Ils ne voulaient pas "aller à l'abattoir sans relever la tête" quand le groupe Anovo a été placé en liquidation judiciaire, en août 2011. Le repreneur désigné par le tribunal de commerce est le fonds de pension Butler Capital Partners (BCP). Pour le nouveau propriétaire, il n'était plus question d'activité industrielle sur ce site de 3 000 m². Exit donc 80 % de l'effectif ; seules 9 personnes étaient reprises pour leurs connaissances pointues, utiles pour un important contrat traité sur un autre site du groupe.

 

Dans les ateliers de Fibrosud. © Elodie Ratsimbazafy

Dans les ateliers de Fibrosud. © Elodie Ratsimbazafy

 

En quelques semaines, explique Jean-Christophe Estoudre, les six cadres ont "négocié pour sauver un maximum d'emplois". Opération complexe pour quelques salariés qui ne pèsent pas lourd face à un fonds de pension qui n'est pas là pour faire dans le détail. Pourtant, reconnaît Emmanuel Brossard, désormais le président et directeur de Fibrosud, BCP "a fait preuve d'un esprit entrepreunarial" en reconnaissant qu'"il y avait des compétences sur ce petit site". "Ils sont durs en négociation, mais ils ont plutôt vu d'un bon œil que les cadres relancent l'activité ici", ajoute-t-il.

Lors des négociations avec BCP, les élus de la région, de gauche comme de droite, ont intercédé en leur faveur auprès du cabinet du ministre de l'industrie, Eric Besson.

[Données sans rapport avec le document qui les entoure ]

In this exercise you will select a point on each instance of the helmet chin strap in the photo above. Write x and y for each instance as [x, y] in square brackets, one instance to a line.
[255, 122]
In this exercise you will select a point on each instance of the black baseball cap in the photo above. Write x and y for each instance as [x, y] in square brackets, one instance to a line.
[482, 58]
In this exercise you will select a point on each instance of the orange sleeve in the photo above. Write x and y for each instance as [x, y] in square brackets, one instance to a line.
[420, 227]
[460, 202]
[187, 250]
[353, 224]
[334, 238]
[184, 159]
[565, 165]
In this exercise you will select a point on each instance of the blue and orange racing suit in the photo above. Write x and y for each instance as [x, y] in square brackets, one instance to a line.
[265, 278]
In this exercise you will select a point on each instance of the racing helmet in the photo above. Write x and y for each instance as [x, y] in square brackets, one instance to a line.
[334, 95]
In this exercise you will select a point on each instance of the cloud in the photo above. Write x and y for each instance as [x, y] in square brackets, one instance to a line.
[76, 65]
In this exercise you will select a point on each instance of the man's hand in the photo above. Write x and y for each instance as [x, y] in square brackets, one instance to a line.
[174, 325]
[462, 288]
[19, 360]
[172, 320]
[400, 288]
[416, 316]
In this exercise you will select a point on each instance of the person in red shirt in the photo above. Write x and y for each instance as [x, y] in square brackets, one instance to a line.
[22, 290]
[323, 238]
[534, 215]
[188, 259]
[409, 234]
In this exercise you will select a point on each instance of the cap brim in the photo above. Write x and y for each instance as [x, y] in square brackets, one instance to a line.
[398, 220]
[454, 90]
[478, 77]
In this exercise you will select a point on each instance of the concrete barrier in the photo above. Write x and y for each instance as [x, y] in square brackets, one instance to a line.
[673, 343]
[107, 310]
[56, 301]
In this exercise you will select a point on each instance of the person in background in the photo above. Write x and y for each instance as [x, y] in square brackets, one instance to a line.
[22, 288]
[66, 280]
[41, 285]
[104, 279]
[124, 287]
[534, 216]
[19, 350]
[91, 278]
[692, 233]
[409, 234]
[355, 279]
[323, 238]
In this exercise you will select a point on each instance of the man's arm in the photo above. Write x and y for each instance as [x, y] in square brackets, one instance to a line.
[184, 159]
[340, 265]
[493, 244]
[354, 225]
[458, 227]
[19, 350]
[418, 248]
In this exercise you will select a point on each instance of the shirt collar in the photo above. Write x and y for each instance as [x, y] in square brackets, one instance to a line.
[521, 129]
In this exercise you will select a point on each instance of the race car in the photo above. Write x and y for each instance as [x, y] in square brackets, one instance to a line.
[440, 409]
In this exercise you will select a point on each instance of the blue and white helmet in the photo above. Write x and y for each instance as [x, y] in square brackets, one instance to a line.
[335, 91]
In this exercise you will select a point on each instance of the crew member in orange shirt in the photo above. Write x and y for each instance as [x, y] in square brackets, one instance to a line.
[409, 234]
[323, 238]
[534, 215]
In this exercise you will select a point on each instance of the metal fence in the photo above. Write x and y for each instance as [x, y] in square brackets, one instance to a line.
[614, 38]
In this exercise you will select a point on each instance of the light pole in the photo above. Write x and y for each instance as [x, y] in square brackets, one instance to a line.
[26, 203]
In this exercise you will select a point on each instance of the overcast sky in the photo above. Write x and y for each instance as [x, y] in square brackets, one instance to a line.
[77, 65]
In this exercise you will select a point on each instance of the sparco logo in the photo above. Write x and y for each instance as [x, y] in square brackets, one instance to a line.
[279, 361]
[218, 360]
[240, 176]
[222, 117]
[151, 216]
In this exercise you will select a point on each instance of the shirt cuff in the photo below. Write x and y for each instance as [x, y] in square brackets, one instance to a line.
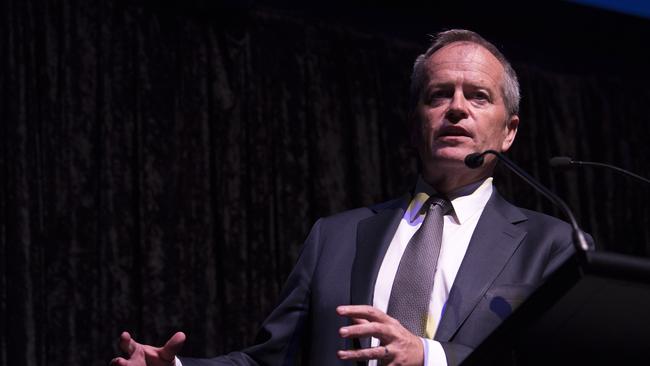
[434, 354]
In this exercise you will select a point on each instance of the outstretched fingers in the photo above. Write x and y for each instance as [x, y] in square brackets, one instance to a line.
[127, 344]
[373, 353]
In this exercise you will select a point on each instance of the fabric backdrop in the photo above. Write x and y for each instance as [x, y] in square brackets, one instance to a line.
[160, 169]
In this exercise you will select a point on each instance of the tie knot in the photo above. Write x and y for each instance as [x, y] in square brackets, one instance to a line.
[443, 203]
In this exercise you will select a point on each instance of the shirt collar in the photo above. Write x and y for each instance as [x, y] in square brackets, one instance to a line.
[467, 201]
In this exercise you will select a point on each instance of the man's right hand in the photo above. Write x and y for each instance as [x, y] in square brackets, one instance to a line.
[145, 355]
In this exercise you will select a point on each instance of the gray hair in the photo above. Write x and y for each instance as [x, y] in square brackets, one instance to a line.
[509, 89]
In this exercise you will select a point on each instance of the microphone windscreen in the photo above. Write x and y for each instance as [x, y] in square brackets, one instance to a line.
[560, 161]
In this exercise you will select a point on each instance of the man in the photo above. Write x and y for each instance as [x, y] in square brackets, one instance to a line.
[359, 266]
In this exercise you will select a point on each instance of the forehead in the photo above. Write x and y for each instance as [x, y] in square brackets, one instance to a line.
[465, 60]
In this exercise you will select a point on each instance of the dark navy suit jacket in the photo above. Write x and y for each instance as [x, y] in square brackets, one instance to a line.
[510, 253]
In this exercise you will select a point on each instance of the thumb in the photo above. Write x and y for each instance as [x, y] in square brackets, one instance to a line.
[173, 346]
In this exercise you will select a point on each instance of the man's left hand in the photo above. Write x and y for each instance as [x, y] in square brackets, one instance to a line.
[398, 345]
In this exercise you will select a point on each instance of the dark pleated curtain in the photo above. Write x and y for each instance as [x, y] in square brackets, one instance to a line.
[160, 168]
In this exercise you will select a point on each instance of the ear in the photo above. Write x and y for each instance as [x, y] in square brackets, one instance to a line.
[511, 132]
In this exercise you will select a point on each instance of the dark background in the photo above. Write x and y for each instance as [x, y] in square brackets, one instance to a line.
[162, 161]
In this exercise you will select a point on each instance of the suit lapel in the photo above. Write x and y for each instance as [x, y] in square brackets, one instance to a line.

Ils savent que son chef de cabinet a rencontré les dirigeants de BCP, mais ignorent si cela a servi à quelque chose. Toujours est-il qu'ils ont arraché un accord qui prévoit le rachat de l'outil de travail pour une bouchée de pain, la jouissance gratuite des locaux pendant un an et quelques contrats.

 

De g. à d. de haut en bas : Michel Maggi, responsable de production ; Jean-Christophe Estoudre, expert technique ADSL ; Carlos De Freitas, expert en matériel de réception de vidéo ; Emmanuel Brossard, président-directeur ; Marlène Taurines, responsable de la logistique et des opérations ; François Perabo, responsable qualité et sécurité. © E.R.

De g. à d. de haut en bas : Michel Maggi, responsable de production ; Jean-Christophe Estoudre, expert technique ADSL ; Carlos De Freitas, expert en matériel de réception de vidéo ; Emmanuel Brossard, président-directeur ; Marlène Taurines, responsable de la logistique et des opérations ; François Perabo, responsable qualité et sécurité. © E.R.

 

Le petit groupe est volubile. Ils semblent ravis d'avoir gagné une première bataille. Désormais donc, dans le grand bâtiment, se côtoient les 9 personnes reprises par BCP, et une petite vingtaine qui compose Fibrosud. Ainsi, Jean-Christophe Estoudre et Carlos De Freitas font partie des deux structures, ce qui est "admis et acté" dans le protocole. Marlène Taurines, Michel Maggi, Emmanuel Brossard et François Perabo se consacrent à plein temps à la relance de l'activité de l'entreprise.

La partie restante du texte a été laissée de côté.